Glorreiche Spiele gab es dabei einige. So in der 1990/91er Runde. Der VfL Bad Ems führte auf dem Rasenplatz in Niedermennig nach einer Stunde mit 3:2. Am Ende triumphierte der SVK aber mit sage und schreibe 7:3 und hatte dadurch den Klassenerhalt sicher. Nach dem Abstieg ging Trainer Walter Lutz, der sich nach 20 Jahren Tätigkeit Richtung SG Pellingen/Franzenheim verabschiedete. „Walter hatte den Fußball des SV Krettnach geprägt, die guten Leistungen über Jahrzehnte hinweg waren auch sein Verdienst“, unterstreicht Günter Heidt. Die Stadtduelle mit dem Nachbarn SV Konz rückten anschließend immer mehr in den Fokus. 2000/01 kämpften beide um den Aufstieg.  Höhepunkt war das Derby auf heimischem Platz gegen den SV Konz, zu dem 1000 Zuschauer kamen und das mit 1:0 gewonnen wurde. Am Schluss wurde der von Jürgen Kugel trainierte SV Krettnach vor Konz Meister und spielte darauf zwei weitere Jahre in der Topliga des Fußballverbands Rheinland.

2011 verpasste man einen weiteren Aufstieg, als es im Entscheidungsspiel von Wittlich vor 1300 Zuschauern ein 2:4 gegen die nach der Bezirksliga-Runde punktgleiche SG  Schneifel-Stadtkyll gab. Die Mannschaft von Trainer Erwin Berg hatte nicht zuletzt dank der 45 Tore der  Brüder Nico und Manuel Hubo zwar das deutlich bessere Torverhältnis, weil dieses aber auf Verbandsebene nicht bei der Auf- und Abstiegsfrage zugrunde gelegt wird, musste das Duell auf neutralem Platz her.

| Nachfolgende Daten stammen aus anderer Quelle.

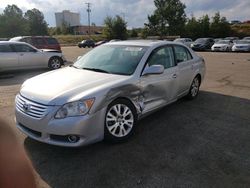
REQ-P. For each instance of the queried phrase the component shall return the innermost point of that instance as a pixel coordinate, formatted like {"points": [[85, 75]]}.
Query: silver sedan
{"points": [[106, 91], [20, 55]]}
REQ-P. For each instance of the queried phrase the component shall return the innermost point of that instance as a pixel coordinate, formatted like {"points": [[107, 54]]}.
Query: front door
{"points": [[160, 89]]}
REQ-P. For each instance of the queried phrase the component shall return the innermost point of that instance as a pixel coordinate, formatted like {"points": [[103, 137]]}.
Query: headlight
{"points": [[77, 108]]}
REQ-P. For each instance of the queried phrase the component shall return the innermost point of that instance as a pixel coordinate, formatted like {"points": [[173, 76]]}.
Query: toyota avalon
{"points": [[106, 91]]}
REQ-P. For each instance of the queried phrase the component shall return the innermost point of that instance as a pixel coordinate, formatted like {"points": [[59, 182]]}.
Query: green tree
{"points": [[204, 26], [115, 28], [192, 28], [36, 23], [169, 17], [219, 26], [12, 22], [134, 33]]}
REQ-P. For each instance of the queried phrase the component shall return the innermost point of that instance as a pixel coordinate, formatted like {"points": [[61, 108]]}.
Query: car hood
{"points": [[242, 45], [220, 45], [50, 50], [66, 85]]}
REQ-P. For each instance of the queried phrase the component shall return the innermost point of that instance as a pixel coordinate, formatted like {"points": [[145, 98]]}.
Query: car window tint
{"points": [[39, 41], [5, 48], [52, 41], [28, 40], [163, 56], [182, 54], [23, 48]]}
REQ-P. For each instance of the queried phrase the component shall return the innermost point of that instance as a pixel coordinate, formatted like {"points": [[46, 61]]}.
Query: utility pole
{"points": [[88, 10]]}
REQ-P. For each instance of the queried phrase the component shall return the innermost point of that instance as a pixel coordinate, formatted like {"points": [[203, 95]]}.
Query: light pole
{"points": [[88, 10]]}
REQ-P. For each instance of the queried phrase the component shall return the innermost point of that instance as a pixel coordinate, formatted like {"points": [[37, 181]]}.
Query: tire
{"points": [[194, 88], [55, 63], [120, 121]]}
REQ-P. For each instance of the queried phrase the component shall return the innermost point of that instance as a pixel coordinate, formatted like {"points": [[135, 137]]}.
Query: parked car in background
{"points": [[202, 44], [222, 45], [40, 42], [20, 55], [241, 46], [106, 91], [217, 39], [186, 41], [100, 42], [246, 38], [231, 38], [86, 43]]}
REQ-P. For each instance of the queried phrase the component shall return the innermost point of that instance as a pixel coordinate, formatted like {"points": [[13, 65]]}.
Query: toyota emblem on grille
{"points": [[26, 107]]}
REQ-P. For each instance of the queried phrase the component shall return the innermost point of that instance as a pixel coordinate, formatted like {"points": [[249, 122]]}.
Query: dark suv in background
{"points": [[202, 44], [40, 42], [86, 43]]}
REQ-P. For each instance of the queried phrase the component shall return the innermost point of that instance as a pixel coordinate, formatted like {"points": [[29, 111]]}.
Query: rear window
{"points": [[5, 48], [39, 41], [51, 41]]}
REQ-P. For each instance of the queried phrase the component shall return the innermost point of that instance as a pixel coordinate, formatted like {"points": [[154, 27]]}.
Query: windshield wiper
{"points": [[74, 66], [96, 70]]}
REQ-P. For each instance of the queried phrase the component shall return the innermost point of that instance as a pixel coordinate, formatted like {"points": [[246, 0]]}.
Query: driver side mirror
{"points": [[79, 57], [153, 69]]}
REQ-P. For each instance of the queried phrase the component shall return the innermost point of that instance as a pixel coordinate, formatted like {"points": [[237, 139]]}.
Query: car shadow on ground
{"points": [[19, 76], [199, 143]]}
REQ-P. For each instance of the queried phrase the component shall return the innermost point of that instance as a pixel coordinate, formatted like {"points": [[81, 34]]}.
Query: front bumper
{"points": [[88, 128]]}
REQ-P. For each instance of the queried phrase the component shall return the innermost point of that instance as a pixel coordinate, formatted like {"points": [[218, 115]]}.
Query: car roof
{"points": [[12, 42], [139, 42]]}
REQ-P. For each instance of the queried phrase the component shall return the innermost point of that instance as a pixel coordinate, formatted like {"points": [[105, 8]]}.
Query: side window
{"points": [[5, 48], [182, 54], [52, 41], [162, 56], [39, 41], [28, 40], [23, 48]]}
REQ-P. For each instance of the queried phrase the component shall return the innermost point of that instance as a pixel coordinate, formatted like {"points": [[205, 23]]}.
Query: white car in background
{"points": [[186, 41], [241, 46], [20, 55], [246, 38], [222, 45]]}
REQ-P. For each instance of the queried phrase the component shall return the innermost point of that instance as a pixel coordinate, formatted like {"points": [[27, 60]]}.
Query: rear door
{"points": [[8, 57], [185, 66], [40, 43], [29, 57], [160, 89]]}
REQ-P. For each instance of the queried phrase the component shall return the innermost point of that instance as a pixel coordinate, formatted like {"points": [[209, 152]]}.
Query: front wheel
{"points": [[194, 88], [55, 63], [120, 120]]}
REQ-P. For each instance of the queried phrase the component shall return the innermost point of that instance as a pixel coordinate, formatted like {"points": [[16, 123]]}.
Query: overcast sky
{"points": [[135, 11]]}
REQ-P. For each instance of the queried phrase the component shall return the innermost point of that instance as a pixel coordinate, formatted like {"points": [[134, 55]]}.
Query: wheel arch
{"points": [[129, 101]]}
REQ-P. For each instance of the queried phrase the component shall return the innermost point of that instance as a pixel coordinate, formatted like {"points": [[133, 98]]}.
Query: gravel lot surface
{"points": [[200, 143]]}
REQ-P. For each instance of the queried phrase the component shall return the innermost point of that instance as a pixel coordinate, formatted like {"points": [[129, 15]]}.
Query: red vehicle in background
{"points": [[40, 42]]}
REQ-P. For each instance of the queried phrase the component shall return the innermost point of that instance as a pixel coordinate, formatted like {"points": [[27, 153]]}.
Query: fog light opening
{"points": [[73, 138]]}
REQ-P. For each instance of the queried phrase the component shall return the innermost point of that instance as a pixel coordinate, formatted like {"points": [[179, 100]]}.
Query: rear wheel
{"points": [[55, 63], [120, 120], [194, 88]]}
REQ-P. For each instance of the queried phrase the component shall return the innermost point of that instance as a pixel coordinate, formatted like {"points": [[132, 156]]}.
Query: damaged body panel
{"points": [[106, 91]]}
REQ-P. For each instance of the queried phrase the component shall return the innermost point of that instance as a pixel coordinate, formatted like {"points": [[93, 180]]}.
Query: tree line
{"points": [[168, 19], [13, 22]]}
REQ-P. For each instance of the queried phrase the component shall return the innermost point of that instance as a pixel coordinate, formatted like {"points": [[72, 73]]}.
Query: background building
{"points": [[84, 30], [70, 18]]}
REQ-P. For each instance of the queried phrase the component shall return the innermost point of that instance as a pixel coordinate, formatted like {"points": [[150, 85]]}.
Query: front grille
{"points": [[31, 108], [35, 133]]}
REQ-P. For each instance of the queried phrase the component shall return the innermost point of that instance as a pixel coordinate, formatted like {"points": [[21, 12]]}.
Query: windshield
{"points": [[242, 42], [200, 40], [179, 40], [223, 42], [112, 59]]}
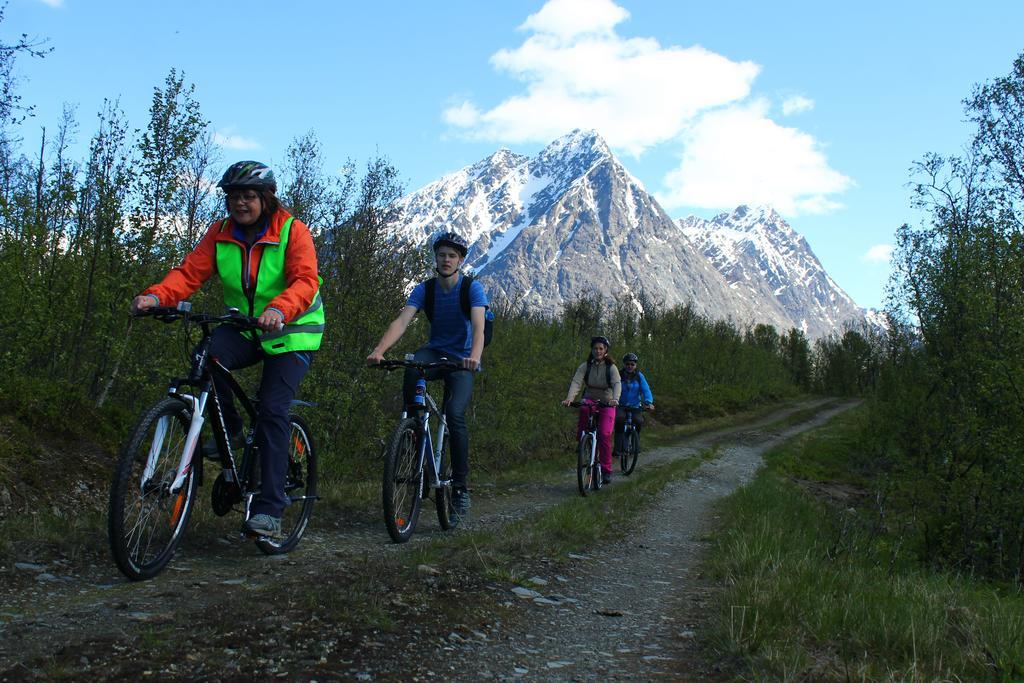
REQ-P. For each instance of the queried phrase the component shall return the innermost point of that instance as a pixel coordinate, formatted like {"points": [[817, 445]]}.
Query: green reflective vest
{"points": [[302, 334]]}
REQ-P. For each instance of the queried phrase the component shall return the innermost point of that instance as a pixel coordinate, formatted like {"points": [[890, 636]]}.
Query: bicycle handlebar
{"points": [[169, 314], [443, 364], [590, 401]]}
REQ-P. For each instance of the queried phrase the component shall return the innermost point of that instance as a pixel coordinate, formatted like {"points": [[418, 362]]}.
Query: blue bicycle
{"points": [[415, 464]]}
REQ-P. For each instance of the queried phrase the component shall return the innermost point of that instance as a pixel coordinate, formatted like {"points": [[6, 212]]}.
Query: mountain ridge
{"points": [[571, 220]]}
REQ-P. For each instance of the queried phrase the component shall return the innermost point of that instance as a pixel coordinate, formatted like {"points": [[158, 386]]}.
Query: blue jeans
{"points": [[458, 389], [279, 384]]}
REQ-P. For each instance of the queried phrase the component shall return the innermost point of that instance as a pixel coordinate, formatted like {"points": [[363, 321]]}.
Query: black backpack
{"points": [[607, 374], [467, 282]]}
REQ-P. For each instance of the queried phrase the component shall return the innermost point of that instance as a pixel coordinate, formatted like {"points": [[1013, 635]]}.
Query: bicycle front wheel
{"points": [[146, 518], [300, 485], [586, 470], [631, 451], [402, 481]]}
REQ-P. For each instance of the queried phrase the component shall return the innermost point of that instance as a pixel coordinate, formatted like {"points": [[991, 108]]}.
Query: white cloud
{"points": [[738, 156], [577, 72], [879, 254], [463, 115], [568, 18], [797, 104], [228, 140]]}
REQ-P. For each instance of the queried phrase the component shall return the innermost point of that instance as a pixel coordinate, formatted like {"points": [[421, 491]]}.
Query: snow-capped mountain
{"points": [[763, 257], [571, 221]]}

Krettnach und die Sensation am Deutschen Eck
Foto: TV/Wilbert, Bianca

Die große Epoche von vier Jahrzehnten im überkreislichen Fußball ging für den SV Tälchen am Pfingstmontag, 9. Juni 2014, zu Ende. Eine ersatzgeschwächte Elf unterlag vor 1400 Besuchern in Schillingen gegen die punktgleiche SG Rascheid durch einen Elfmeter mit 0:1 und musste in die Kreisliga A Trier-Saarburg absteigen. Es ging noch eine Etage weiter runter. In der B-Liga Trier/Saar hat sich der SV Krettnach inzwischen aber wieder gefangen – nicht zuletzt dank heimischer Talente. Vielleicht ist es ja der Beginn einer neuen glanzvollen Ära.